My first impression from the title was in fact that you were somehow saying that private blog networks are good for SEO by virtue of not being dangerous and by proxy the links in them or building them for links, which is why the vast majority of SEOs would build a microsite or PBN.
But seems you are not just headline bait!
Yes i agree with you. Private blog networks are really good for SEO.
I agree with the bulk of what you say. However — there is a huge risk that blog networks present, if done improperly.

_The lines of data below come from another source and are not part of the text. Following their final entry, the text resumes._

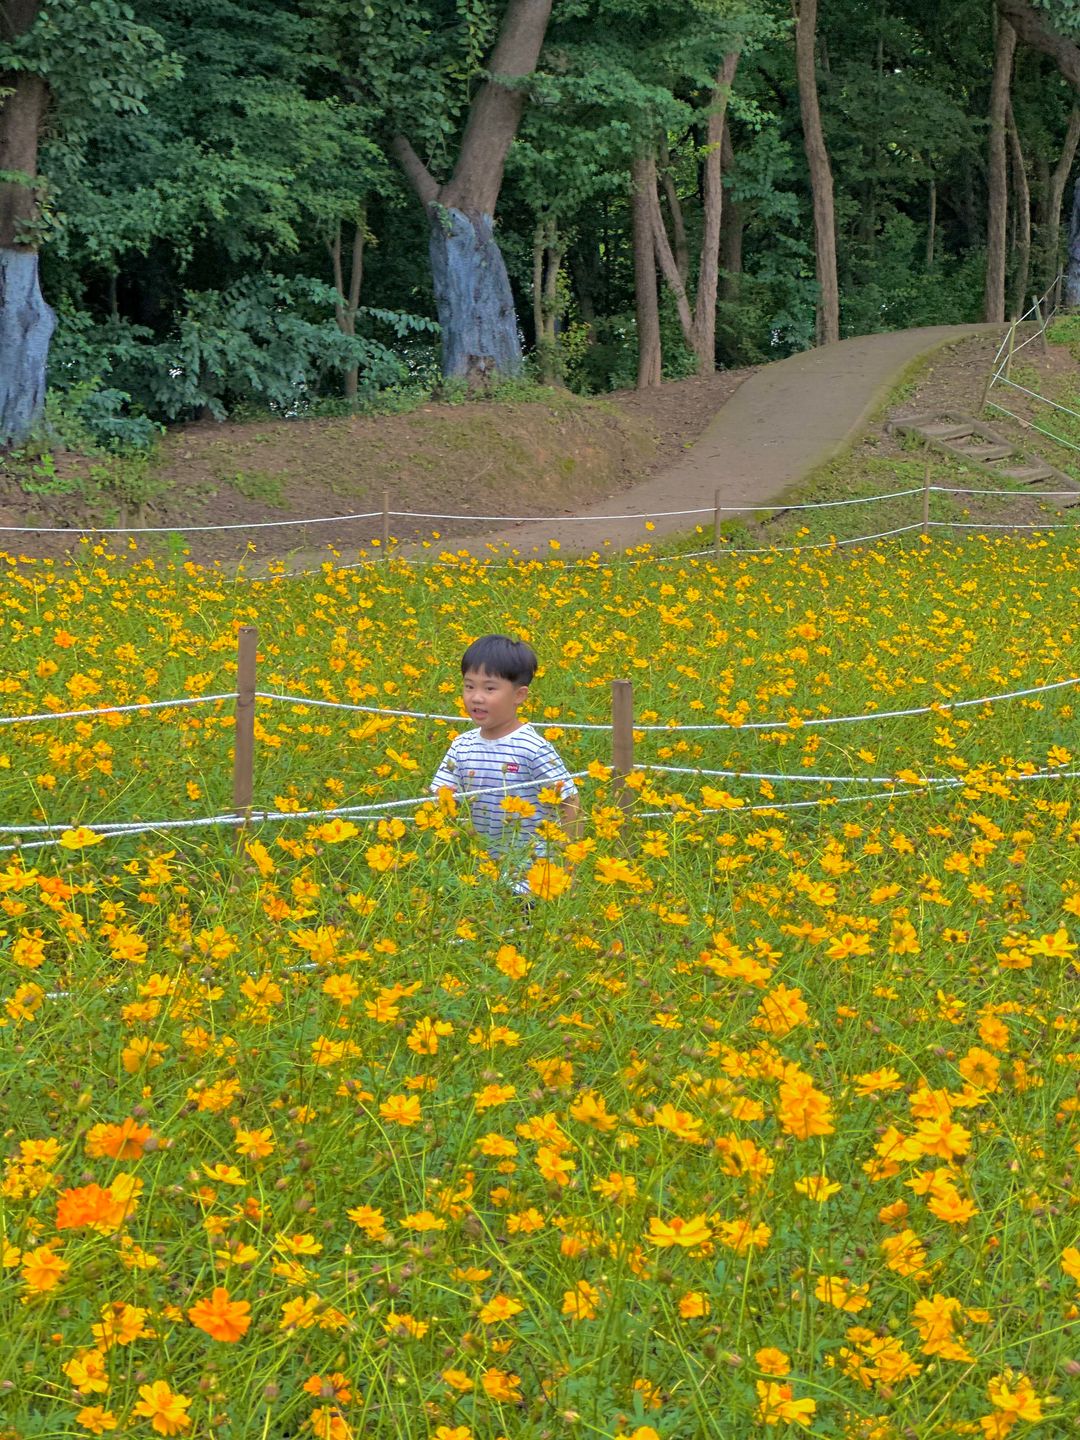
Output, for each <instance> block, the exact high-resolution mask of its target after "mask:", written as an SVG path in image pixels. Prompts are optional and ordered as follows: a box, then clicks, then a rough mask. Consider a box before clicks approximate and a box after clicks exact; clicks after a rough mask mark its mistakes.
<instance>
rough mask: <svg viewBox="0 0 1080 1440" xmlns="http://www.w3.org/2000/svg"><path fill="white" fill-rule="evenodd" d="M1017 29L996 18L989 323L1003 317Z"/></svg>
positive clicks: (1002, 19)
mask: <svg viewBox="0 0 1080 1440" xmlns="http://www.w3.org/2000/svg"><path fill="white" fill-rule="evenodd" d="M1015 49H1017V32H1015V30H1014V29H1012V26H1011V24H1009V23H1008V20H1004V19H999V20H998V40H996V46H995V52H994V79H992V81H991V108H989V164H988V176H986V291H985V298H984V315H985V318H986V320H988V321H989V323H991V324H1001V323H1002V321H1004V320H1005V236H1007V233H1008V171H1007V144H1005V140H1007V137H1005V130H1007V120H1008V108H1009V84H1011V79H1012V56H1014V53H1015Z"/></svg>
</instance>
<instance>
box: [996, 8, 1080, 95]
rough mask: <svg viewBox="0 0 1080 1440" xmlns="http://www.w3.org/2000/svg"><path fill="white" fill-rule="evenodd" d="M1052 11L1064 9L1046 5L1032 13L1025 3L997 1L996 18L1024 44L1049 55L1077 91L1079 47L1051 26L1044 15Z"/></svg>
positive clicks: (1077, 85)
mask: <svg viewBox="0 0 1080 1440" xmlns="http://www.w3.org/2000/svg"><path fill="white" fill-rule="evenodd" d="M1053 9H1064V7H1063V6H1050V4H1048V6H1047V7H1045V10H1035V7H1034V6H1032V4H1030V3H1028V0H998V16H999V19H1001V20H1002V22H1005V23H1007V24H1009V26H1011V29H1012V30H1014V32H1015V33H1017V35H1018V36H1020V39H1021V40H1022V42H1024V45H1030V46H1031V49H1032V50H1041V52H1043V55H1048V56H1050V59H1051V60H1053V62H1054V63H1056V65H1057V68H1058V71H1060V72H1061V73H1063V75H1064V78H1066V79H1067V81H1068V82H1070V85H1074V86H1076V88H1077V89H1080V46H1077V45H1074V43H1073V40H1070V39H1067V37H1066V36H1064V35H1061V33H1060V32H1058V30H1054V29H1053V27H1051V24H1050V16H1048V14H1047V12H1051V10H1053Z"/></svg>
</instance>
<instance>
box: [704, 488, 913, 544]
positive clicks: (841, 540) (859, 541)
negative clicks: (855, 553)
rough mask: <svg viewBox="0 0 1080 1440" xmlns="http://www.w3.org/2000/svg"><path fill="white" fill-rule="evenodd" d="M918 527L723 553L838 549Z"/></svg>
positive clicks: (883, 539)
mask: <svg viewBox="0 0 1080 1440" xmlns="http://www.w3.org/2000/svg"><path fill="white" fill-rule="evenodd" d="M912 494H916V491H912ZM917 494H922V487H920V488H919V491H917ZM920 528H922V526H920V524H919V523H913V524H910V526H897V527H896V530H878V533H877V534H873V536H852V539H851V540H822V541H819V543H815V544H769V546H760V547H757V549H753V550H743V549H740V547H736V546H729V547H724V552H723V553H724V554H789V553H792V552H795V550H799V552H802V550H840V549H841V546H845V544H868V543H870V541H871V540H887V539H888V537H890V536H901V534H906V533H907V531H909V530H920ZM708 553H711V552H704V550H703V552H701V554H708Z"/></svg>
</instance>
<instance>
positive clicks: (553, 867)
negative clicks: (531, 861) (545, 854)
mask: <svg viewBox="0 0 1080 1440" xmlns="http://www.w3.org/2000/svg"><path fill="white" fill-rule="evenodd" d="M526 884H527V886H528V888H530V891H531V893H533V894H534V896H536V897H537V899H539V900H554V899H556V897H557V896H560V894H564V891H566V890H569V888H570V876H569V874H567V873H566V870H563V868H562V865H556V864H553V861H550V860H537V863H536V864H534V865H530V868H528V871H527V874H526Z"/></svg>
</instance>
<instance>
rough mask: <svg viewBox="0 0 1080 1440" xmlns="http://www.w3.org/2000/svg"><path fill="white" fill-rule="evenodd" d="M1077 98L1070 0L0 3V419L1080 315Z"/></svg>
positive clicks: (662, 0)
mask: <svg viewBox="0 0 1080 1440" xmlns="http://www.w3.org/2000/svg"><path fill="white" fill-rule="evenodd" d="M1077 86H1080V3H1077V0H1041V3H1035V0H996V3H994V0H949V3H948V4H945V6H942V4H940V3H937V0H821V3H818V0H795V3H791V4H789V3H785V0H662V3H661V0H393V3H389V0H137V3H132V4H128V3H124V0H3V3H1V4H0V441H6V442H22V441H26V438H27V436H29V435H33V433H36V432H39V431H40V428H42V426H50V428H52V431H53V432H55V433H59V435H65V433H73V435H76V436H85V438H86V439H88V441H92V442H94V444H96V445H102V446H105V448H112V449H124V448H131V446H135V448H138V446H147V445H151V444H153V442H154V439H156V436H157V435H158V433H160V431H161V426H164V425H168V423H173V422H183V420H190V419H199V418H225V416H239V418H243V416H245V415H266V413H271V415H278V416H294V415H318V413H331V415H334V413H348V412H350V410H353V409H356V408H379V406H389V408H395V406H405V405H408V403H409V400H410V397H413V396H416V395H431V393H432V392H433V390H436V389H438V387H442V389H444V390H445V389H446V387H448V386H462V387H468V389H474V387H477V386H481V387H488V386H491V384H495V383H498V382H504V380H507V379H510V377H520V379H521V380H524V382H526V383H527V382H530V380H539V382H543V383H560V384H566V386H570V387H572V389H575V390H579V392H583V393H598V392H606V390H612V389H619V387H628V386H634V384H638V386H652V384H658V383H660V382H661V380H664V379H675V377H681V376H685V374H693V373H696V372H704V373H707V372H711V370H713V367H716V366H742V364H752V363H760V361H765V360H769V359H776V357H780V356H785V354H789V353H792V351H795V350H802V348H806V347H809V346H814V344H828V343H832V341H835V340H838V338H841V337H845V336H854V334H864V333H870V331H878V330H896V328H904V327H912V325H922V324H945V323H955V321H969V320H973V318H979V317H985V318H986V320H992V321H1001V320H1002V318H1005V317H1008V315H1009V314H1015V312H1020V311H1022V310H1024V308H1025V307H1027V304H1028V302H1030V298H1031V295H1032V294H1037V292H1043V291H1045V289H1047V287H1050V285H1051V284H1053V282H1054V278H1056V276H1057V275H1058V272H1060V271H1061V268H1063V266H1064V268H1066V297H1064V298H1066V302H1070V301H1073V302H1076V301H1080V223H1077V222H1080V192H1077V194H1076V203H1074V193H1073V184H1071V180H1073V166H1074V160H1076V154H1077V141H1079V140H1080V104H1079V95H1077ZM1070 213H1073V215H1074V216H1076V217H1074V223H1073V226H1071V242H1070V223H1068V220H1070ZM1070 243H1071V248H1073V252H1074V253H1073V256H1071V259H1073V266H1071V269H1070V268H1068V252H1070Z"/></svg>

Google has patents that identify content that isn’t diverse (like re-written or badly spun content), blogs that have same outgoing link footprints (linking to same sets of pages), content that is structurally the same, and either discards them or penalizes the money site.
While that is a bad content problem, and not a “private blog network” problem (it doesn’t affect PBNs with great diverse content), it’s still an issue that most people who construct PBNs face if they take shortcuts and produce lower quality content. Example of the diversity filter patent at SEO By The Sea: http://www.seobythesea.com/2015/06/how-google-may-classify-sites-as-low-quality-sites/
Check out SEO By the Sea’s “Low Quality
Agree with your opinion. I personally don’t feel any harm with microsites and private blog networks as private blog networks helped me with my SEO.
Should we live and die by what Google says or their guidelines…….no! Because you never know what the WorldWideWeb landscape might look like in 5 years. So go forth and build microsites!